Studies similar to ours in the literature have used both autofluorescence and white light images together [
18,
19], but the results show that for white light images (which are close to our photographic images), the performance was the least accurate. In these dual-modality methods, the most accurate result was 86.9%. It is hard to compare this result to ours because they used more than a single image source and did not report their independent test set results. The dual-modality system’s sensitivities (recall) and positive predictive values (precision) were 85.0% and 97.7%, respectively [
19] and all predictive values ranged from 67.3% to 100%. Because of the limited diversity of the datasets and the small number of cases, our reported standard deviation values were higher than those reported by Uthoff et al.’s study [
19], which also used multi-modality (but not clinically relevant or easily available) images to train and test their performance.
Our study does have some limitations. All of our results were derived from 54 patients in total, which is a small number to train and test the system independently; however, it was sufficient to demonstrate the feasibility of our approaches. In order to overcome this limitation, we increased the number of images by augmentation and split the images into patches. This study also demonstrated that the classification accuracy could be increased by extracting patches from the oral images.
Another limitation is in the selection of the patches, during which we used a percentage threshold for the number of the total pixels to decide whether a patch is suspicious or normal. Some studies segment lesions automatically, but we used manually segmented regions. Manual segmentation could be prone to inter- and intra-reader variability. In our future studies, we aim to overcome this shortcoming by developing automated segmentation methodologies.
With an independent dataset accuracy of 86.5% and an F1-score of 97.9%, the results are promising, especially considering that the networks were developed and tested using small datasets. However, to have better results and develop a more generalizable method, the dataset’s size needs to be increased. With a bigger cohort, we aim to subclassify suspicious images as “high risk” or “low risk.”

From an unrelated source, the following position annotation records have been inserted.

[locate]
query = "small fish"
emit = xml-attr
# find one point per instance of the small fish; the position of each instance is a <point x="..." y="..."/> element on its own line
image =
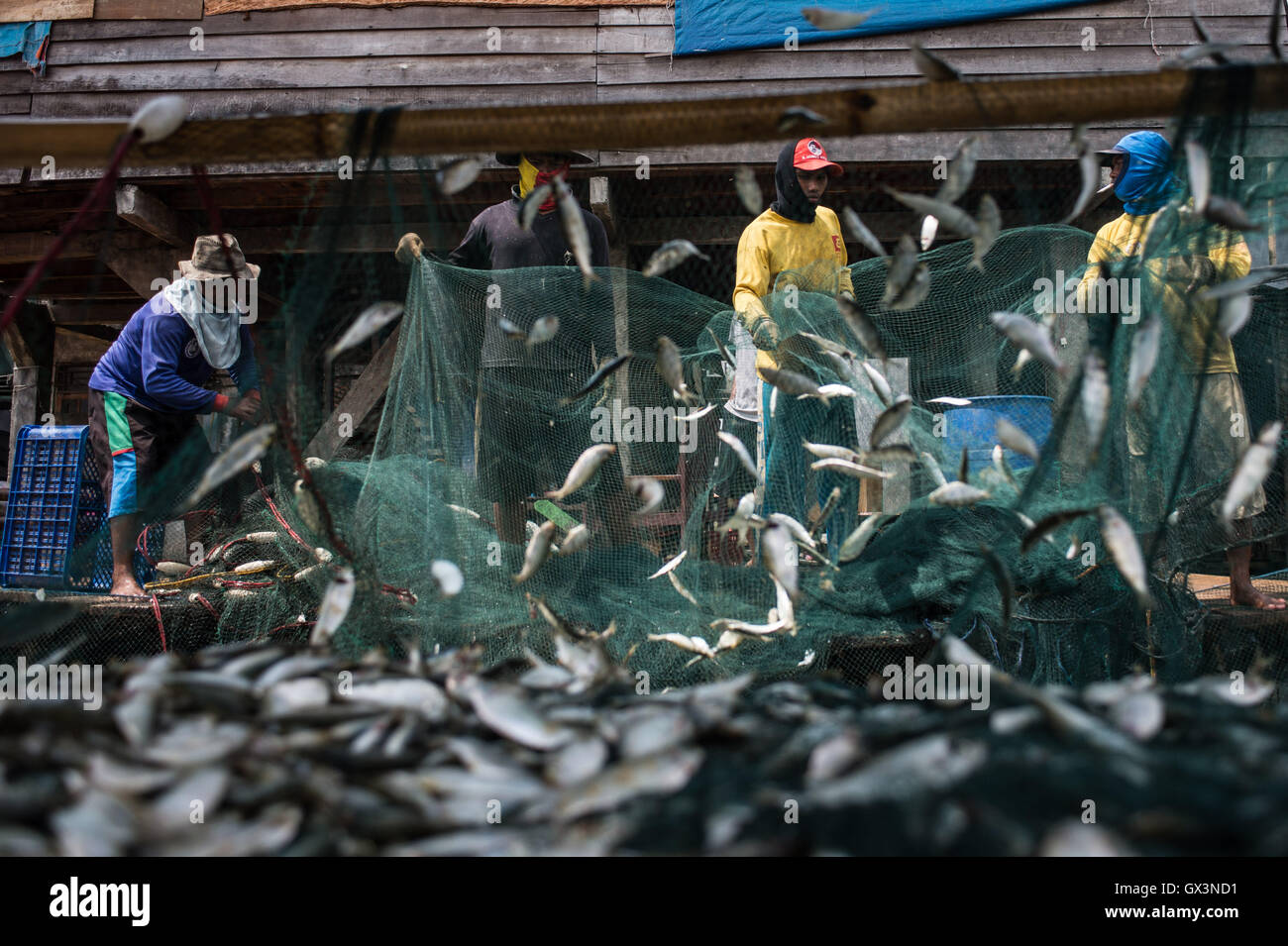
<point x="902" y="266"/>
<point x="748" y="190"/>
<point x="335" y="606"/>
<point x="739" y="451"/>
<point x="670" y="255"/>
<point x="1229" y="214"/>
<point x="949" y="214"/>
<point x="1016" y="439"/>
<point x="531" y="205"/>
<point x="1121" y="542"/>
<point x="889" y="421"/>
<point x="542" y="330"/>
<point x="1025" y="334"/>
<point x="1089" y="168"/>
<point x="912" y="292"/>
<point x="797" y="116"/>
<point x="861" y="232"/>
<point x="537" y="553"/>
<point x="858" y="540"/>
<point x="1048" y="524"/>
<point x="578" y="540"/>
<point x="1144" y="357"/>
<point x="671" y="368"/>
<point x="1095" y="400"/>
<point x="990" y="226"/>
<point x="240" y="455"/>
<point x="684" y="592"/>
<point x="862" y="326"/>
<point x="456" y="175"/>
<point x="1253" y="468"/>
<point x="833" y="498"/>
<point x="722" y="351"/>
<point x="595" y="379"/>
<point x="835" y="20"/>
<point x="585" y="467"/>
<point x="885" y="394"/>
<point x="1201" y="174"/>
<point x="649" y="491"/>
<point x="931" y="65"/>
<point x="575" y="232"/>
<point x="674" y="563"/>
<point x="957" y="493"/>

After developing automated segmentation and sub-category prediction algorithms using photographic images, we are planning to combine these results with the analysis of histology images. Additionally, we will further enhance our system by including age, gender, lesion location, and patient habits as potential risk factors as well as analyze the follow-up information to predict the risk of malignant transformation. We expect that combining these clinical features with the analysis results from photographic and histological images will result in a very comprehensive clinical decision support tool.